Namun yang kudapat hanya sebuah tawa yang keras dan membuat lesung pipi ke hadapanku.

“Kau sudah lupa padaku? Zhang Yixing? Orang china yang sangat ceria ketika ada pelajaran olah raga”, jelasnya ketika tawanya sudah selesai.

“Yang..? Yang siapa?”, tanyaku pelan, masih bingung.

“Yang. Yi. Xing”, katanya pelan dan menekan di setiap kata.

“Zhang Yixing? China? Olah raga?...... ah, Zhang Yixing”, akhirnya aku mengingatnya.

 

Ketika aku pulang  ke rumah orang tuaku untuk pertama kalinya, merasakan kerinduan yang sangat dalam. Sambil menggemgam gelang perak yang sudah kupakai sejak empat tahun lalu, melepaskannya dan menaruh di atas meja di kamarku. Tak banyak yang berubah dari rumah ini.

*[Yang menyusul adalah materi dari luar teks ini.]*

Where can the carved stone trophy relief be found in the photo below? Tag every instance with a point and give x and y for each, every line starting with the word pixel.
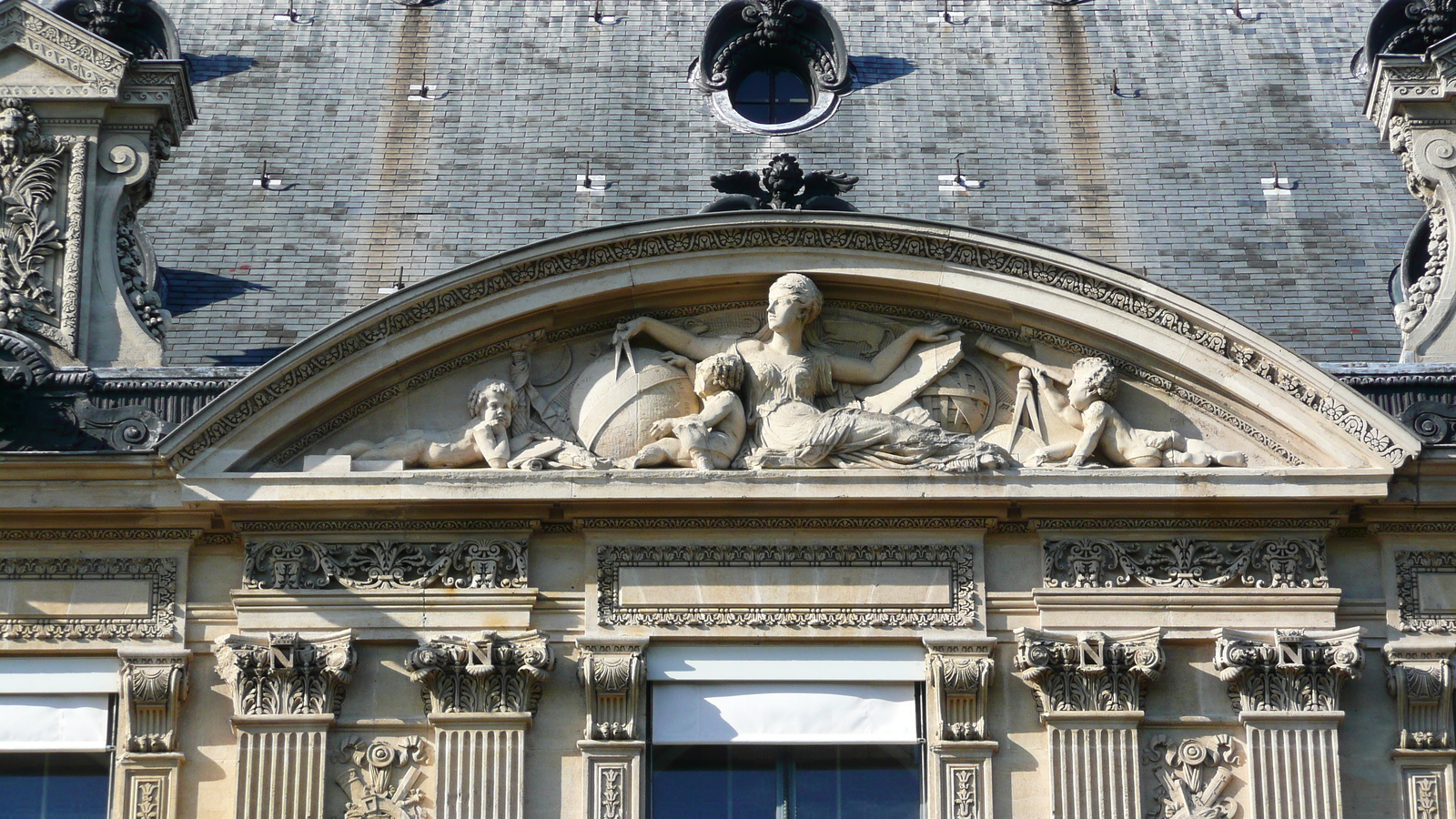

“Oh, sayang, ayo makan dulu. Ibu sudah menyiapkan sup ayam kesukaanmu. Ayah juga ada di meja makan”, ajak ibuku di depan pintu kamar ini.

“Iya, bu”, jawabku dan turun ke ruang makan, mengikuti ibuku.

“Bagaimana dengan kuliahmu, nak?”, tanya ayahku dengan lembut. Aku tersenyum dan menganggukkan kepalaku senang, “Minggu depan akan diwisuda, dan sudah diminta untuk membantu perusahaan percetakan seniorku, yah”

Kedua orang tuaku tersenyum bangga padaku. Malam itu sangat membahagiakan.

 

Dua tahun aku dan Zhang Yixing berhubungan, dia adalah sahabat terbaikku. Atau mungkin, tidak? Tak bisa kupungkiri, aku sangat menyukai, ah, ralat, mencintainya. Tak ada alasan, hanya perasaan ini yang berbicara. Sejak mengenalnya, aku menjadi terbuka dengan orang lain, tersenyum dengan tulus, bukan berperan seolah-olah tersnyum. Namun, aku takut untuk mengungkapkannya, karena, hey, aku tak ingin merusak persahabatan kita.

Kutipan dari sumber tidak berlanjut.